2nd-Generation Clustered Heat Map
In one such effort, John N. Weinstein, MD, PhD, Professor and Chair of Bioinformatics and Computational Biology at the University of Texas MD Anderson Cancer Center and colleagues are developing a “second-generation clustered heat map.”
Dr. Weinstein introduced the clustered heat map—which is frequently used to represent gene expression data from numerous different samples—when he was at the National Institutes of Health in the 1990s. Unlike the first-generation heat map that is a static image, the second-generation clustered heat map will allow users to point to any box and reveal the data behind it.
“One can zoom in and click on any data point to see underlying statistics, pathway relationships, and literature citations,” he explained.
The second-generation clustered heat map is only one of several projects Dr. Weinstein's team is working on as part of the TCGA data analysis center. And, like Dr. Chin, he thinks the need for user-friendly informatics tools and data analysis in cancer genomics is pressing. “For the first time, it is faster and easier to generate data than to analyze and interpret them biologically,” he said.
‘Promissory Notes for the Future’
Arul M. Chinnaiyan, MD, PhD, the S.P. Hicks Endowed Professor of Pathology and Urology at the University of Michigan Health System and a Howard Hughes Medical Institute Investigator, seconded that view. “We are now at the point where we can essentially crank through these tumors and understand the molecular differences that distinguish tumors and their various subtypes. The challenge moving forward is how we are going to handle the tsunami of data that is going to be generated.”

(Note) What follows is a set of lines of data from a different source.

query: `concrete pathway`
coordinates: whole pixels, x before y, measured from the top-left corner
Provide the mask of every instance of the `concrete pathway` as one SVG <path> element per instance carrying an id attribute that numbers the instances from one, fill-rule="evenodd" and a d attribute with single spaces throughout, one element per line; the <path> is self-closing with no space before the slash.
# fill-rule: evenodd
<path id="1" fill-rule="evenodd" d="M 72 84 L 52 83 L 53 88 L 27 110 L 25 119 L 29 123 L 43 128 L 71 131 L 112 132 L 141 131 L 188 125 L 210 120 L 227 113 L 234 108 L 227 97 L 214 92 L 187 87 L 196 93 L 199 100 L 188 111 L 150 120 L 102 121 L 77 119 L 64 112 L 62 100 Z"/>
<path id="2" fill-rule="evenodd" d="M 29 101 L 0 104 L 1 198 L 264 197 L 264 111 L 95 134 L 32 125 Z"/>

But even with these challenges ahead, experts remain optimistic that the cancer genome data will have an impact on patient care. “It is clear that we are already reaping the benefits of the molecular analysis of cancers, as reflected in the targeted therapies that we do have at the moment,” Dr. Weinstein said. “They may not be what we would like them to be....Nonetheless they make a difference, as well as being promissory notes for the future.”
As for assessing whether the community has achieved as much as one might have hoped when the complete human genome was announced in 2000, Dr. Weinstein said, “Everyone knew at the time that it was not quite complete, that there were holes and it was somewhat arbitrary when victory was declared, and that it was only the beginning of a march, rather than the end of one.”